Tornando alla disciplina delle società tra professionisti ex lege n. 183/2011, in carenza di una espressa deroga in ordine al regime della responsabilità del professionista incaricato della prestazione, è a mio avviso da ritenersi che la stessa sia regolata in base alle norme del codice civile, con la conseguenza che la responsabilità grava, in via diretta, solo in capo alla società in quanto parte del rapporto contrattuale con il cliente/committente e, ricorrendone i presupposti, in via sussidiaria nei confronti dei soci illimitatamente responsabili secondo il regime proprio del tipo societario adottato (contra P. Montalenti, Società tra professionisti, società tra avvocati, associazioni professionali: la montagna e il topolino, in Giur. comm., 2014, I, 281. Cfr., altresì, E. Codazzi, La “società tra avvocati” e dintorni: qualche considerazione in tema di disciplina applicabile alla luce dei principi di liberalizzazione dei servizi professionali, in orizzontideldirittocommerciale.it, 13).

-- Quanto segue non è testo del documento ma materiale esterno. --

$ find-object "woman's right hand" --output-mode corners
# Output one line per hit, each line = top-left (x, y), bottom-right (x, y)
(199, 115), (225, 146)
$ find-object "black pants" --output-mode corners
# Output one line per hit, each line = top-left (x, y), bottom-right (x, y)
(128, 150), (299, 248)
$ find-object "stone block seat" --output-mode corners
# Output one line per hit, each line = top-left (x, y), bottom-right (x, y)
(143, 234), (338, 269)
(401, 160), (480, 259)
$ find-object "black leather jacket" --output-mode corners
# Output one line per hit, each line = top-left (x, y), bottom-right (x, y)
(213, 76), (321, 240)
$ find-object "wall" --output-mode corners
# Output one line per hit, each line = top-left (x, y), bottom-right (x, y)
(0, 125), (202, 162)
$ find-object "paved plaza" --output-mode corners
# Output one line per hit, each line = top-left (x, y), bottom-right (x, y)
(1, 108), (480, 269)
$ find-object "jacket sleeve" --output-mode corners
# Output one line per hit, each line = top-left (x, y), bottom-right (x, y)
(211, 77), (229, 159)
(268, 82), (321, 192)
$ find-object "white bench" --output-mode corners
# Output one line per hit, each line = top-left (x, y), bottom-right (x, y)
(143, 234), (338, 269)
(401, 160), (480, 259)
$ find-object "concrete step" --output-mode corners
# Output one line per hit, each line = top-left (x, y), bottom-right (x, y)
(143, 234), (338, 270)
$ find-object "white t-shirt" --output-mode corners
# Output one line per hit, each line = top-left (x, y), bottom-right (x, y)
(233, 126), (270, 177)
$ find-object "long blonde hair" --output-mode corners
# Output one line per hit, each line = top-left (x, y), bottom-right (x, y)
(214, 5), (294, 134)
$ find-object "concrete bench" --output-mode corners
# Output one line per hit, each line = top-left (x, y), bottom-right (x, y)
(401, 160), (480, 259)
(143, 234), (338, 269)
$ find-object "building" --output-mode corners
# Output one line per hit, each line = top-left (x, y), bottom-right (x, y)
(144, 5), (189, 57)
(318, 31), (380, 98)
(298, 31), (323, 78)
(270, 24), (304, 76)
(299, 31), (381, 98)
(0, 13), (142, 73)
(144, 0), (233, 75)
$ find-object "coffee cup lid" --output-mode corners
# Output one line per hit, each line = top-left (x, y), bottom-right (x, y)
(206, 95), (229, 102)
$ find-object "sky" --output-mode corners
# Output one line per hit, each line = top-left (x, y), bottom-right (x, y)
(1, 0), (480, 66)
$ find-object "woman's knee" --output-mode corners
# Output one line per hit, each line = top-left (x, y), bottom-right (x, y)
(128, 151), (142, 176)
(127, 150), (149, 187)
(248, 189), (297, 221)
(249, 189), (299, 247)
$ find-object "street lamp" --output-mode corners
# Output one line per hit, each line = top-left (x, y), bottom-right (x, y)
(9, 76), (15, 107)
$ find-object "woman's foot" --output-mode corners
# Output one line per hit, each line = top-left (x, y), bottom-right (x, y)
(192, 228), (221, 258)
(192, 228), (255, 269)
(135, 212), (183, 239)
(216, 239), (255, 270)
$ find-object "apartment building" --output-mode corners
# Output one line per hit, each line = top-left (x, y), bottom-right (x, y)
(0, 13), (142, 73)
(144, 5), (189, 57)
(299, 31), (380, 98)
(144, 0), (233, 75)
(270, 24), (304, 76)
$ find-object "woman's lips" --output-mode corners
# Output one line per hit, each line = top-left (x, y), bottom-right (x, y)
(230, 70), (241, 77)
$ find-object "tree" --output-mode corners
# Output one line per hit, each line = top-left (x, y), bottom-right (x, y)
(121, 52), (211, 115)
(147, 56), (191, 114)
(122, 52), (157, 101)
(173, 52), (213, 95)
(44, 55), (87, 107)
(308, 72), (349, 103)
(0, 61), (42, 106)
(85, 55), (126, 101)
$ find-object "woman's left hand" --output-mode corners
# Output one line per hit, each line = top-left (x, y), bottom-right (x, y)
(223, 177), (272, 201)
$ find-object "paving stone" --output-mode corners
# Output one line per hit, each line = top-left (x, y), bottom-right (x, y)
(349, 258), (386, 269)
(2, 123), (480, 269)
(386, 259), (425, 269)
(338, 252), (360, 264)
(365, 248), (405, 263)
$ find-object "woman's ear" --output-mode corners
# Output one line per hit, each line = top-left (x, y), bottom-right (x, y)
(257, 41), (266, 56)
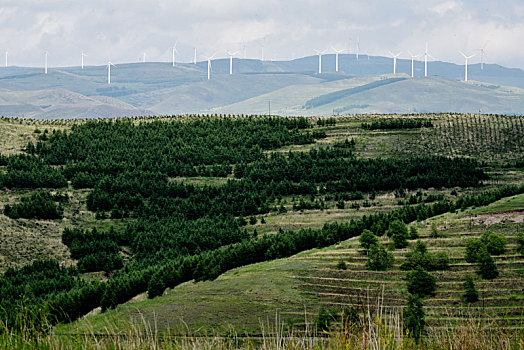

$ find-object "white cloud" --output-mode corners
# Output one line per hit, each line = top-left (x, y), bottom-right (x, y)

Un'ultima notazione. Nel regolamento di esecuzione (D.M. n. 34/2013) l'art. 5, comma 1, prevede che “nell'esecuzione dell'incarico ricevuto, il socio professionista può avvalersi, sotto la propria direzione e responsabilità, della collaborazione di ausiliari e, solo in relazione a particolari attività, caratterizzate da sopravvenute esigenze non prevedibili, può avvalersi di sostituti”.
La norma evoca la disposizione dell'art. 2232 c.c., che consente al professionista, nell'ambito del contratto d'opera intellettuale, di “valersi, sotto la propria direzione e responsabilità, di sostituiti ed ausiliari”.
Vero è, però, che l'art. 5 è destinato a regolare il regime di responsabilità non già rispetto al cliente, ma nei confronti della società. Ai sensi dell'art. 10, comma 4, lett. c), della legge delega, il rapporto professionale si instaura con la società, che è tenuta ad eseguirlo per il tramite di un socio professionista. Ne deriva che, in carenza di una norma di rango primario che deroghi alla disciplina societaria al fine di introdurre un regime di responsabilità diretta nei confronti del cliente del socio chiamato ad eseguire la prestazione, l'art. 5 è destinato a disciplinare le modalità di esecuzione dell'incarico sul piano endo-societario al fine di assicurare la prestazione anche nel caso di esigenze sopravvenute e non prevedibili che ne impediscano l'esecuzione personale da parte del socio professionista.